Concurrent SkipListSet is actually a concurrent version of TreeSet. TreeSet uses a red-black tree at the bottom and is sorted in the order of key s (natural order, custom order), but it is non-thread-safe if it is Concurrent SkipListSet in a concurrent environment.

The bottom layer of Concurrent SkipListMap and Concurrent SkipListSet is implemented by using jump table data structure. The jump table is called jump table. It is a randomized data structure and can be regarded as a variant of binary tree. By using "jump" lookup, the complexity of inserting and reading data becomes O (logn). . It has the same performance as red-black tree and AVL tree, but the principle of jump table is very simple, and it is used in Redis and LeveIDB at present.
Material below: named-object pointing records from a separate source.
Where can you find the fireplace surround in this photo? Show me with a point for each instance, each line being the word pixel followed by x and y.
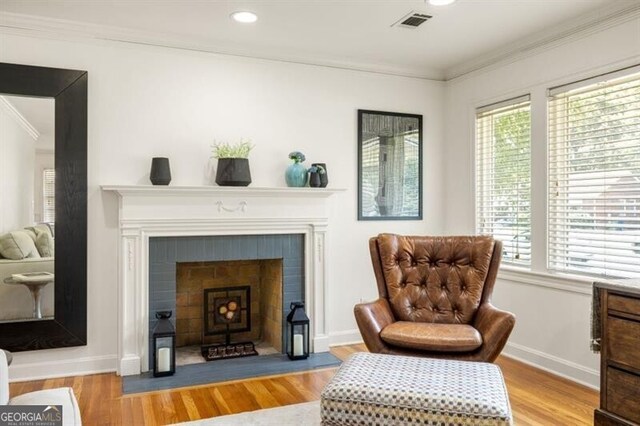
pixel 192 211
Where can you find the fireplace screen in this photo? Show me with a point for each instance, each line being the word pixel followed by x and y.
pixel 227 310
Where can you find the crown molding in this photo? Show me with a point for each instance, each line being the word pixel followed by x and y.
pixel 19 118
pixel 575 29
pixel 37 26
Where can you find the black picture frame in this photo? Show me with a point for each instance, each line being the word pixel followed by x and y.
pixel 374 201
pixel 69 90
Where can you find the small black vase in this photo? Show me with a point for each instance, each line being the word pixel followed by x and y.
pixel 324 177
pixel 160 172
pixel 233 172
pixel 314 180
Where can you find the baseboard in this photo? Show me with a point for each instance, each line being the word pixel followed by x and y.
pixel 560 367
pixel 346 337
pixel 63 368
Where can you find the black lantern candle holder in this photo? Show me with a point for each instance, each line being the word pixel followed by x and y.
pixel 164 346
pixel 297 332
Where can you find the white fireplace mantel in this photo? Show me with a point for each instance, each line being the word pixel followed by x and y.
pixel 162 211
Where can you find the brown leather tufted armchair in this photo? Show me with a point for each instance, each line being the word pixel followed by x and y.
pixel 435 298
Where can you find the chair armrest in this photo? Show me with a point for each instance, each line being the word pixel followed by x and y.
pixel 372 318
pixel 495 326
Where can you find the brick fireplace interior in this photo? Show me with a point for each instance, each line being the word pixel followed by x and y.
pixel 264 277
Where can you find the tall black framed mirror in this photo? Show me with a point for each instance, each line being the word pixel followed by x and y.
pixel 43 214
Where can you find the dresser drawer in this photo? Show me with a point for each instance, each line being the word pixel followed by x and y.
pixel 623 341
pixel 623 397
pixel 628 305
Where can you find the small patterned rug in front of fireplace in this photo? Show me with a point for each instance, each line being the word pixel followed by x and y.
pixel 225 370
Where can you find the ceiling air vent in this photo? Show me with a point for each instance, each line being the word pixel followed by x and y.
pixel 412 20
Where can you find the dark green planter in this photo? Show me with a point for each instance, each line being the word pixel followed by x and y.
pixel 233 172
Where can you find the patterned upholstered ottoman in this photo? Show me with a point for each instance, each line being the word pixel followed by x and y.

Jump table is a typical "space for time" algorithm, which improves the efficiency of search by adding forward pointers to each node. The basis of implementing jump table is to ensure the orderliness of elements.

Structural drawing

As can be seen from the figure, the jump table is mainly composed of the following parts:

  • head: The node pointer responsible for maintaining the jump table.
  • Jump table nodes: Keep element values, as well as multiple layers.
  • Layer: Keep pointers to other elements. The number of elements crossed by high-level pointers is greater than or equal to that of low-level pointers. In order to improve the efficiency of searching, the program always starts from high-level, and then slowly reduces the level as the range of element values shrinks.
  • End of the table: All of them are made up of NULL, which indicates the end of the jump table.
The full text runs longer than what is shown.